Australian travellers may soon be banned from bringing large electronic devices such as laptops and tablets into the cabin aboard certain international flights, mirroring similar bans already in place by the United States and the United Kingdom on selected routes.
"We are looking at it very closely," Prime Minister Malcolm Turnbull told ABC News today.
"We are taking into account all of the information and advice we're receiving internationally and we're working very closely with our partners. In due course, any announcements will be made formally though the Transport Minister," Turnbull added.

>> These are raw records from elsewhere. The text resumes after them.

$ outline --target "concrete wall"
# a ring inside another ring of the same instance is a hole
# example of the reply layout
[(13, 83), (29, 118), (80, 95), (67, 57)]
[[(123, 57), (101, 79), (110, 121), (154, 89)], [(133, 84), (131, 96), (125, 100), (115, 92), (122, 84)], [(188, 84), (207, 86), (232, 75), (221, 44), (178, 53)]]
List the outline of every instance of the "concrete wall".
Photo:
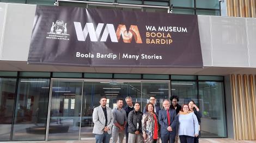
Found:
[(234, 139), (233, 115), (232, 109), (232, 95), (231, 93), (230, 79), (229, 75), (225, 76), (224, 79), (225, 88), (225, 100), (226, 106), (227, 137)]

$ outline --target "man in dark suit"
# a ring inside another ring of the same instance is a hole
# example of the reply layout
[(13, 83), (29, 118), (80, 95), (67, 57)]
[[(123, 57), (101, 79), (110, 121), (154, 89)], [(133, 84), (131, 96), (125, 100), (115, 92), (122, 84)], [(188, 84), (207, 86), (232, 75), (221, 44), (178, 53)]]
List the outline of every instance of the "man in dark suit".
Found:
[(170, 102), (164, 100), (164, 108), (159, 111), (158, 116), (160, 124), (160, 134), (162, 142), (174, 143), (176, 136), (176, 114), (175, 109), (170, 108)]
[[(156, 99), (155, 98), (155, 96), (151, 96), (150, 98), (149, 99), (149, 102), (153, 103), (155, 106), (155, 109), (154, 109), (154, 111), (155, 113), (156, 113), (156, 115), (158, 115), (158, 113), (159, 112), (159, 110), (161, 110), (160, 106), (156, 105)], [(146, 107), (144, 108), (143, 110), (143, 114), (146, 113)]]

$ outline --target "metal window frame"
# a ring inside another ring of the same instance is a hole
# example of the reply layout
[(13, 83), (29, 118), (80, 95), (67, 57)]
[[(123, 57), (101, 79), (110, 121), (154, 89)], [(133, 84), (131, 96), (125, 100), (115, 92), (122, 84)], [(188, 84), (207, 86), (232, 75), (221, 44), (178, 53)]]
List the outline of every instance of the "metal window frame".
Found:
[(95, 4), (99, 6), (108, 6), (113, 7), (124, 7), (124, 8), (158, 8), (158, 9), (166, 9), (167, 13), (170, 12), (170, 6), (157, 6), (144, 4), (125, 4), (119, 3), (107, 3), (107, 2), (91, 2), (91, 1), (72, 1), (72, 0), (56, 0), (56, 5), (59, 6), (59, 2), (70, 2), (70, 3), (85, 3), (87, 4)]

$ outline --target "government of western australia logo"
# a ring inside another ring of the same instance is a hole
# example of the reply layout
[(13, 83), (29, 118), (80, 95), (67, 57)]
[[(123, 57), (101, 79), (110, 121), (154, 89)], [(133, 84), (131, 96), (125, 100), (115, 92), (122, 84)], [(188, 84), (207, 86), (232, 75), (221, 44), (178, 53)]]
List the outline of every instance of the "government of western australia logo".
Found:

Bans currently in place by the USA and the UK prohibit devices larger than a smartphone – including laptops, tablets, headphones, cameras and DVD players – from being brought into the passenger cabin on certain flights from the Middle East and Africa, with similar bans also tipped for Europe-USA flights.
Instead, these gadgets must be placed into travellers' checked baggage or deposited at boarding gates and returned by the airline after the flight, in what can be a massive blow to the onboard productivity of business travellers, particularly on long international journeys.
It also makes travel difficult for those carrying commercially sensitive or classified information, with many corporate and government policies prohibiting devices which carry or have access to such data from being left unattended and placed into airline checked baggage.
Some airlines already subject to the USA’s bans have begun loaning their own large electronic gadgets to business class and first class flyers for use in the air, with Etihad Airways offering iPads and Qatar Airways loaning out laptops to business travellers.
Passengers can then connect to free inflight Internet to get their work done or can bring their own USB storage device aboard to save or retrieve their work documents.
Security was tightened earlier this year on flights from Abu Dhabi, Doha and Dubai to Australia with added 'explosive trace detection' measures in force at boarding gates in lieu of an all-out ban on laptops and the like.